One reason to assume that the current amount of information presented on a roadway is sufficient is that humans can learn to drive in a matter of hours with only two vision sensors mounted on their heads.
> humans can learn to drive in a matter of hours with only two vision sensors
You use way more than two vision sensors in your head. But first, lets talk about those vision sensors. They are mounted on an articulated scanning platform with numerous degrees of freedom. The dynamic range is astounding, and that dynamic range can be easily augmented with shaded lenses that can be mounted and removed as needed via an extremely reliable pick-and-place mechanism. The vision sensors are really equipped with dual-sensing technology for day- and night-mode.
But, you also have extremely sensitive accelerometers in your ears. And force-sensing in your feet to measure applied acceleration/braking controls. And force-sensing in your hands to measure applied steering force, and measure road roughness. You also are sitting on a force sensor that serves as a back-up accelerometer. You have audio sensors that provide feedback about road surface, vehicle performance, and other agents sharing the road.
Relevant short and long-term memory of every 3d object you've ever seen along a road-side and what the expected behaviour of those objects should be. Does a road-sign usually move by itself? No, maybe someone is carrying it. Is a ball coming from behind a car in a school-zone likely to be chased by a child...
> Is a ball coming from behind a car in a school-zone likely to be chased by a child.
Yeah, that kind of agent prediction is a biggie. Agent prediction is something journalists don't talk about much, but is a huge research topic for AV practitioners.

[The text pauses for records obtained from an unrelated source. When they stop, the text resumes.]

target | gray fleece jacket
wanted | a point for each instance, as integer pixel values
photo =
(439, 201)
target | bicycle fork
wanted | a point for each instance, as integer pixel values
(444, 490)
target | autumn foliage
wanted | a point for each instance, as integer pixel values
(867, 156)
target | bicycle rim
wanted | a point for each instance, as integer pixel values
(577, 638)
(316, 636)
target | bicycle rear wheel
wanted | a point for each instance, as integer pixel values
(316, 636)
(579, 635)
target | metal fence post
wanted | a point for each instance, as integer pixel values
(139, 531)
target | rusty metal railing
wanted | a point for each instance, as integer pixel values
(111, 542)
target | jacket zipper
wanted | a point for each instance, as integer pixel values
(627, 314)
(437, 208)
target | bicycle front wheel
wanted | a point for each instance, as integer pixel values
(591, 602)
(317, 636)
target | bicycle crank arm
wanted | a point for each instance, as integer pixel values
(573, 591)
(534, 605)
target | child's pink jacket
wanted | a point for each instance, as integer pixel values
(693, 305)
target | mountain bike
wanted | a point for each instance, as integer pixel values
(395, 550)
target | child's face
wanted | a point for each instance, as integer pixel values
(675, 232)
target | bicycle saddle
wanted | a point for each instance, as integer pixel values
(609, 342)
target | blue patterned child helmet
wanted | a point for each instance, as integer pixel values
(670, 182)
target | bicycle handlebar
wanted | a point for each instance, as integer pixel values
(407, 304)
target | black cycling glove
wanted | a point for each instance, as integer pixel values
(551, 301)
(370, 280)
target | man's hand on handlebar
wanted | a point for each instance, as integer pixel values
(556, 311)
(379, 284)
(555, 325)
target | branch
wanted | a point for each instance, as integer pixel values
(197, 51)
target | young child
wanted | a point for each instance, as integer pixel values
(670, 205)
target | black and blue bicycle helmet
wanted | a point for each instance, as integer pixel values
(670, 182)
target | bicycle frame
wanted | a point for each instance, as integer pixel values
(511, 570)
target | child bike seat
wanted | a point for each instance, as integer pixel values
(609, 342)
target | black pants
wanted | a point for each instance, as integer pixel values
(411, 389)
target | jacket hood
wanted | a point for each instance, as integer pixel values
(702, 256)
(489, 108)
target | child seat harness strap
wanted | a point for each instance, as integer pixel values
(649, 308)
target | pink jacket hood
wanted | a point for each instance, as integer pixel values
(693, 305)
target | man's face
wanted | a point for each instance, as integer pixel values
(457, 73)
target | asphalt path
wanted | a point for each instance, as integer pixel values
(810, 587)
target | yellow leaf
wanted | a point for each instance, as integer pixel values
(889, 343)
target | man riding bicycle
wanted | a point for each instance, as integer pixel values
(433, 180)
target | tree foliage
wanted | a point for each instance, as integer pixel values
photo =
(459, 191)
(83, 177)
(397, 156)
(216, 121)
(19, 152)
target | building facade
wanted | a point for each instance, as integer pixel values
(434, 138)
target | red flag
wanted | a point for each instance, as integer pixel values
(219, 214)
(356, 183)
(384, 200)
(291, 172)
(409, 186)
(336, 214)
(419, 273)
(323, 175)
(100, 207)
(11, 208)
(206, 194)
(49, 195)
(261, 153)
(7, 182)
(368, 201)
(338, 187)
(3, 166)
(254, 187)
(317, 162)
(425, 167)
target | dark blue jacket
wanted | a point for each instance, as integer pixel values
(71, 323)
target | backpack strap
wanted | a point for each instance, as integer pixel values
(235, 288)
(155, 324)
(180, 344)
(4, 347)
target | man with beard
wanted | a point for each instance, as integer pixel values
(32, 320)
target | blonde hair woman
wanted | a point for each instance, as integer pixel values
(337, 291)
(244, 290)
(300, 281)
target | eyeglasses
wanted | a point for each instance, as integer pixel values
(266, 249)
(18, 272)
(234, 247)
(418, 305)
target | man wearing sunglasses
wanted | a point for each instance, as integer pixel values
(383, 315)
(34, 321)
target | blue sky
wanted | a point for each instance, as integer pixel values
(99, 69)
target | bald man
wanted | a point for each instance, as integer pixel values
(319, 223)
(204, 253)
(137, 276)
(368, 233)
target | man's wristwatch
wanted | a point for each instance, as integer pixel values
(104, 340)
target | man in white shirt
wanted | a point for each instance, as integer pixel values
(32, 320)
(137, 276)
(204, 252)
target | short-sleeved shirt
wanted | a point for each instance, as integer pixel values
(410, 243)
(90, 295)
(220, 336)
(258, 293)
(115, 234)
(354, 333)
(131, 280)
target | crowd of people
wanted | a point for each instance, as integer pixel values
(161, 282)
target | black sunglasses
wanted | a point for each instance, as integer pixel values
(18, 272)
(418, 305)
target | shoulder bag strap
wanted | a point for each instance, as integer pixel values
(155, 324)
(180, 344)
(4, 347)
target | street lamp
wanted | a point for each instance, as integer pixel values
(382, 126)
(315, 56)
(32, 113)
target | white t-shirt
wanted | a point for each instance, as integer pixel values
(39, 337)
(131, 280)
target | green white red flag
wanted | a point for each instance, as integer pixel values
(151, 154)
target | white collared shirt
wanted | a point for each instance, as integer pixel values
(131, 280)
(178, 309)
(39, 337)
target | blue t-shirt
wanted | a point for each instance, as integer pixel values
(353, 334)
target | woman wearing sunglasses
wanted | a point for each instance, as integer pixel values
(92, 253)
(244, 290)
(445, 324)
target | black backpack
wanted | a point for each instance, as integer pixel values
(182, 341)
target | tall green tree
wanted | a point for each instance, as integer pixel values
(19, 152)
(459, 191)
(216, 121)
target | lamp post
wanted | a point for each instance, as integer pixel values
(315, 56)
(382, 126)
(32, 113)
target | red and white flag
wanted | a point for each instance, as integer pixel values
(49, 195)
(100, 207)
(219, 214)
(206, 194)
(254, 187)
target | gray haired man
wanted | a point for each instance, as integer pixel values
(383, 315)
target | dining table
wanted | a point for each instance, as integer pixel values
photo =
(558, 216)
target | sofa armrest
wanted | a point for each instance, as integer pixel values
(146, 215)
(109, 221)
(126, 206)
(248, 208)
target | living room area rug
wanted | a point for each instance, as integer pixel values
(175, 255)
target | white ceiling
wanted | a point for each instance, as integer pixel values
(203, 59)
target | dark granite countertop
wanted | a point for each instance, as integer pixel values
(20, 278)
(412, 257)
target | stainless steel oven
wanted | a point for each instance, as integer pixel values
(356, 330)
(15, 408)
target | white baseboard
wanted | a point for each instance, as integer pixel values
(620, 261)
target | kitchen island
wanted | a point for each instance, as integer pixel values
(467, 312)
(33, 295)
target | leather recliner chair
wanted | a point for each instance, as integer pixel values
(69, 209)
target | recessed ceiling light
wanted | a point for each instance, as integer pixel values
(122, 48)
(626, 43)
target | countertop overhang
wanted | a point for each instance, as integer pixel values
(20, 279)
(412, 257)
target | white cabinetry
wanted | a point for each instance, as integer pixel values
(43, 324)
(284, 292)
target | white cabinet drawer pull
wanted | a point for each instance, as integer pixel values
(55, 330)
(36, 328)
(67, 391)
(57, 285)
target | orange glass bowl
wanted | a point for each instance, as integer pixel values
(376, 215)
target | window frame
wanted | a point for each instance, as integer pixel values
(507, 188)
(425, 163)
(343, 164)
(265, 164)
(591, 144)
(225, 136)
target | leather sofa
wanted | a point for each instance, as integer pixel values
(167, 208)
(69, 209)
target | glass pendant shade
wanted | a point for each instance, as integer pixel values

And since you make note of expected behavior of objects... my all-time favorite bug report out of Waymo (that made the public news) is a classic classifier/predictor/planner corner case leading to deadlock. Classifier identified a cyclist and labeled as "stopped" if cyclist has foot on the ground, and "moving" if both feet on pedals. Predictor would plot a trajectory for moving cyclist, planner decides action based on predicted agent behavior. So... Waymo vehicle and cyclist on two corners of 4-way stop. Cyclist is stopped, doing a perfectly balanced track stand with both feet clipped in. Feet on pedals so cyclist is labeled as moving agent... planner yields right-of-way to cyclist according to rules-of-the-road. Deadlock -- nobody moves.
Isn't that how Waymo killed a pedestrian/cyclist? It couldn't decide if she was a cyclist or pedestrian, as she was walking and pushing her bicycle, so it never braked.
She was homeless so the shape of her bike wasn't a proper bike so it got confused.
Yes, Uber, operating in Level 3, and safety driver was watching a movie on phone at the time.
Very different circumstances. I don’t think this was a classifier defect. Not that I was ever a fan of Uber’s development program, but in this case I can’t fault the platform.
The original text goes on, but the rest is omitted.